«Tribunale Ue dei brevetti a Milano»

Mozione di Fi al Parlamento e in Comune, d'accordo Sala e Fontana

Dopo la mancata assegnazione di Ema (l'Agenzia europea del farmaco) e in attesa di capire se Milano-Cortina batteranno Stoccolma nella sfida per le Olimpiadi invernali del 2026, Forza Italia «candida» la città a ospitare la sede del Tribunale unificato dei brevetti prevista a Londra e in balia della Brexit. Fi ha depositato una mozione in Parlamento, primo firmatario Andrea Mandelli, per fare pressing sul governo affinchè «sostenga concretamente la candidatura» e «non sprechi un'occasione unica di crescita, prestigio internazionale e indotto occupazionale per l'intero Paese». Il Tribunale in base all'accordo firmato nel 2013 e non ancora ratificato avrebbe una sede centrale a Parigi e due «biforcazioni» tematiche a Monaco e Londra. E l'Italia in vista dell'uscita dell'Inghilterra dall'Ue punta ad accaparrarsi la divisione con competenze in life sciences, metallurgia e chimica. «La mancata assegnazione di Ema - sottolinea Mandelli - è una ferita ancora aperta, oggi abbiamo un'altra possibilità e va sfruttata al meglio». Milano è già sede nazionale di una divisione dell'ente, gli 850 metri quadrati in via San Barnaba 50 «sono pronti a ospitare anche la sezione operativa. Da quattro anni peraltro l'italia è prima tra i Paesi Ue per incremento nel numero di richieste di brevetto e la Regione Lombardia si conferma al tredicesimo posto tra le regioni europee. Chiediamo perciò al governo di lavorare sin da ora per cogliere questa importante occasione». Forza Italia vuole evitare che si ripetano gli errori del passato, il governo Renzi è stato accusato di non aver sostenuto la partita Ema. Mandelli ricorda che già in settimana una commissione Ue «verrà a valutare la situazione milanese, la mozione vuole sollecitare l'esecutivo Lega-M5S a sostenere concretamente la candidatura». La presidente dei deputati Mariastella Gelmini, coordinatrice regionale di Fi, riferisce che la mozione «ha anche il sostegno del governatore Attilio Fontana e del sindaco Beppe Sala. «Dopo Expo vogliamo fare in modo che Milano possa ospitare il tribunale dei brevetti, ma non deve essere una battaglia della lobby lombarda, è una conquista per il Paese».

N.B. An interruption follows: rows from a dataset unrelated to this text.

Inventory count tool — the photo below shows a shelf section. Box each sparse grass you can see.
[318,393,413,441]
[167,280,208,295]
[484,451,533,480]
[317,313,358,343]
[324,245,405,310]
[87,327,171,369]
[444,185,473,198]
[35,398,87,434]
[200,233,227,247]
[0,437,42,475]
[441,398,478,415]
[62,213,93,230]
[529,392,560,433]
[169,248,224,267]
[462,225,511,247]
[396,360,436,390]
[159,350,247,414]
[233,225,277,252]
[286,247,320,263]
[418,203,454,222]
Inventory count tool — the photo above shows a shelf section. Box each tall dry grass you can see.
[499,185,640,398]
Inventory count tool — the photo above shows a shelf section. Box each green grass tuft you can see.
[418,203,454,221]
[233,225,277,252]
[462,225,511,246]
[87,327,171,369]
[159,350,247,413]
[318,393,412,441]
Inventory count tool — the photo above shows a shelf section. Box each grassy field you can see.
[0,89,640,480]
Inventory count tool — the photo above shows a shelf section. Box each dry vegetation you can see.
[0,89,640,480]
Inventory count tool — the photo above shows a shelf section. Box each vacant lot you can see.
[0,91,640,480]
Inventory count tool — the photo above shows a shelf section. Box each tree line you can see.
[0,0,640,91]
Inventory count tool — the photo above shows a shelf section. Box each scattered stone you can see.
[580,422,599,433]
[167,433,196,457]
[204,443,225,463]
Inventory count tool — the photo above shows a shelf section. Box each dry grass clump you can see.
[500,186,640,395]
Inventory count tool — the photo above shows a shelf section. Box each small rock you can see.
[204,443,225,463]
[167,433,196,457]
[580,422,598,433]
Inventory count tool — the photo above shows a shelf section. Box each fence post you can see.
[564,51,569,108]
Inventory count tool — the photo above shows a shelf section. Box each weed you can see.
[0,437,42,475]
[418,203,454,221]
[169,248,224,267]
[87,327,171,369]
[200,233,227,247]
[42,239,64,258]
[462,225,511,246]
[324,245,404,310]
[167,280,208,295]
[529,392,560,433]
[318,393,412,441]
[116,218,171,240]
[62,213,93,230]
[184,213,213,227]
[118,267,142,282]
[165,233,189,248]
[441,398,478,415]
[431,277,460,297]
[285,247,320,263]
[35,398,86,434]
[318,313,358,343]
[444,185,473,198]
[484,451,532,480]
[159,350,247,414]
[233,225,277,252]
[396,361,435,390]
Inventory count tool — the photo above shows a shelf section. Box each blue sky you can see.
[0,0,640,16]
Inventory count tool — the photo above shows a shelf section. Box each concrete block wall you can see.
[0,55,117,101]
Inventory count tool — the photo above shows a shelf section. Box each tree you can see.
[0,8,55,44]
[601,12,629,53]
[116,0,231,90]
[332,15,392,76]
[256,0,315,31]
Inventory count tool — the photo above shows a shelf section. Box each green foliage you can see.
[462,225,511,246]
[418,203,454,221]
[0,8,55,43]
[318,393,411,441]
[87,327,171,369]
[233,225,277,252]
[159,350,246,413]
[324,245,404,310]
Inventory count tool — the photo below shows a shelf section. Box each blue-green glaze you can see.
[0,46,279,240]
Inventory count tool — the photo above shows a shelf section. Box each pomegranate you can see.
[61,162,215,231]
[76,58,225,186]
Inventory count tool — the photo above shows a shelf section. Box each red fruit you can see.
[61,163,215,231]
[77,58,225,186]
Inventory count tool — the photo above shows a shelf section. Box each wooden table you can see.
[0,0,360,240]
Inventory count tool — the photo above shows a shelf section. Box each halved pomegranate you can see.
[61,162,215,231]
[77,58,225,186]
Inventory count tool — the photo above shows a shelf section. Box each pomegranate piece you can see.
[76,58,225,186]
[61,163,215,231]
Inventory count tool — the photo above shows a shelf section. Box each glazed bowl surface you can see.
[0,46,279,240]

Una mozione analoga sarà depositata lunedì anche in consiglio comunale e «confidiamo - insiste anche il capogruppo Fi Fabrizio De Pasquale - in un consenso trasversale visto che si parla di un indotto tra i 300 e i 350 milioni di euro». Il vicepresidente della Regione Fabrizio Sala ha ricordato che in Lombardia sono stati depositati nel 2018 circa ventimila brevetti e 16mila domande. Tra i brevetti concessi in Ue nel 2017 l'Italia era al terzo posto, negli ultimi 4 anni la crescita delle domande è stata del 4,3% contro una media del 2,3%.